После умиротворенной ночной тишины звуки производства оглушительны. Раскаленный металл яркими, оранжево-красными струями вырывались из ковшей. Тяжелый горячий воздух дрожит от температур. Гигантского размера краны проносят многотонные грузы над головами рабочих, для них подобное – рутинная обыденностью, на которую никто не обращает внимания Их опухшие красные лица скрыты за респираторами.
Я лениво обвожу взглядом пространство. Часы на косе начинают отмерять золотые песчинки. Оставшееся время человека запустило свой ход. Делая несколько шагов вперёд, вглядываюсь в нити душ. Заметив мерцающую тонкую нить, в другом конце цеха, поворачиваю в нужную сторону. Надвигающийся ковш с металлом преграждает путь, закрывая обзор на человека. Я делаю несколько шагов вперёд и прохожу сквозь него. Мгла окутывает, не позволяя предметам этого мира коснуться моего тела. Когда преграда остается позади, замечаю двух человек. Тонкая нить тянется к рабочему, чья кожа перепачкана в пыли, грязи и саже, пряча впалые щеки и темные синяки под глазами. Погнутая каска, съехавшая на бок, потеряла свой цвет много лет назад. Простая, в нескольких местах порванная одежда, мешковато сидит на худощавом теле. В руках он сжимает лопату. Уставший, измученный и злой взгляд бегает, сверкая кипящими чувствами. Их разговор переходит на повышенные тона и вот, лопата летит прочь в сторону. Бросая каску на пол, рабочий разворачивается, широкими шагами покидая цех.
Я точно тень, по пятам следую за ним, оставаясь незримой человеческому глазу. Стянув с себя потную, грязную одежду, мужчина падает на скамью, обхватывая руками голову и погружая пальцы в жирные волосы. Бессильная злоба выплескивается через рот, спина содрогается от ругательств. Сделав шаг к свету, я выхожу из тени, медленно проявляясь.

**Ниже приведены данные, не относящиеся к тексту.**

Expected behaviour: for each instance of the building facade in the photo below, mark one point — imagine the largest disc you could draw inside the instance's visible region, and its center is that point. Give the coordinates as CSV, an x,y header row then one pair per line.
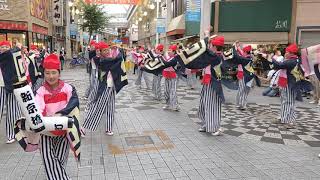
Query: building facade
x,y
26,22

– Рабство – это позорное клеймо на теле человечества, которое оно несет на протяжении всей своей истории.– мужчина поднимает голову, останавливая поток льющейся брани, глядя на меня затуманенным взглядом.
–Я не раб!-выкрикивает человек и прежде чем он успевает сжать кулаки, я оказываюсь перед ним, поднимая его голову за подбородок. Когти упираются в кожу. Я направляю взгляд человека в свои глаза и расплываюсь в хищной улыбке.
–Сможешь повторить?-усмехаюсь, читая прожитую жизнь человека.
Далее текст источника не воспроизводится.